### CFA Practice Question

There are 151 practice questions for this study session.

### CFA Practice Question

In theory, a firm wanting to maximize share value should pay out as much of its earnings in dividends as possible if it believes that:

A. investors are indifferent to the form of their return.
B. the company's future growth rate will be below its historical average.
C. the company will still have positive cash flow.
D. the company's future return on equity will be below its required rate of return.

User Comment
setmefree larger div payout is aimed to compensate for low ROE, hence lower capital gain? the firm is striking to balance, thus to max shareholder's return?? I dun get this question at all!!
setmefree okay, lets try reverse engineering: P = D/(k-g)if expected ROE is low, g will be low, this effects share price negatively; to offset, div payout has to be large, which also increases g, this makes sure P increases. But how can you rule out answer B?!???
stefdunk because the growth rate may still be above market rate
katybo if ROE < rr, you better return the capital to the shareholders via dividens so then can invest the money in a more profitable company.
haarlemmer Let's try in this way. By paying out more dividend, the company has lower retained earnings, thus lower equity. It may be used to offset the lower expected ROE as equity part could be reduced.
Nightsurfer Retaining the dividend puts it to an inefficient use.

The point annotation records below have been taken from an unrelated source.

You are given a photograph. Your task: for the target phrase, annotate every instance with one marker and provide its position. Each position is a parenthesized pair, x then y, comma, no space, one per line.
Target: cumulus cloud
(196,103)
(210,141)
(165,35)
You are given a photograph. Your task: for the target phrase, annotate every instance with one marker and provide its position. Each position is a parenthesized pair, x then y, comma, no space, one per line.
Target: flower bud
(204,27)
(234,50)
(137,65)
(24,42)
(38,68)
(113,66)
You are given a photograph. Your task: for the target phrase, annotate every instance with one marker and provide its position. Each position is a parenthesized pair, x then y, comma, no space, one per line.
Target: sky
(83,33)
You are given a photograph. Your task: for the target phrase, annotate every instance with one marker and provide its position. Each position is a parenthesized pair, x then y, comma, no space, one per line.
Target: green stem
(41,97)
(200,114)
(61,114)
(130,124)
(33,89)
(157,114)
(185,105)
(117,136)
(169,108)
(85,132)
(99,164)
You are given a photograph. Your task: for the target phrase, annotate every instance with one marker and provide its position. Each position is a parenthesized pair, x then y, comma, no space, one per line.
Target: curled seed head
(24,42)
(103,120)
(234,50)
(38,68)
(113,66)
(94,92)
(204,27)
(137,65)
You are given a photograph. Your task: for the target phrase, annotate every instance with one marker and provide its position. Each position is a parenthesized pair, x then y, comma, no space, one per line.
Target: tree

Investors can find a better use outside the firm.
cp24 r = D/P +g ; g = ROE x retention rate

For D, a lower ROE results in a lower g (assuming the retention rate does not change) so to compensate increase D;
B is not correct. historical average has nothing to do with required rate of return.
davidt87 cp24 you cant keep the retention rate unchanged if you increase the dividend payout. they are reciprocal.

also i don't think the dividend discount model is the best way estimate the required rate of return and this question is meant to be conceptual.

but in that equation increasing D does drive down r, so long P/B > 1..

Which makes sense because investors would be skittish if you were increasing your payout ratio when P/B is less than 1.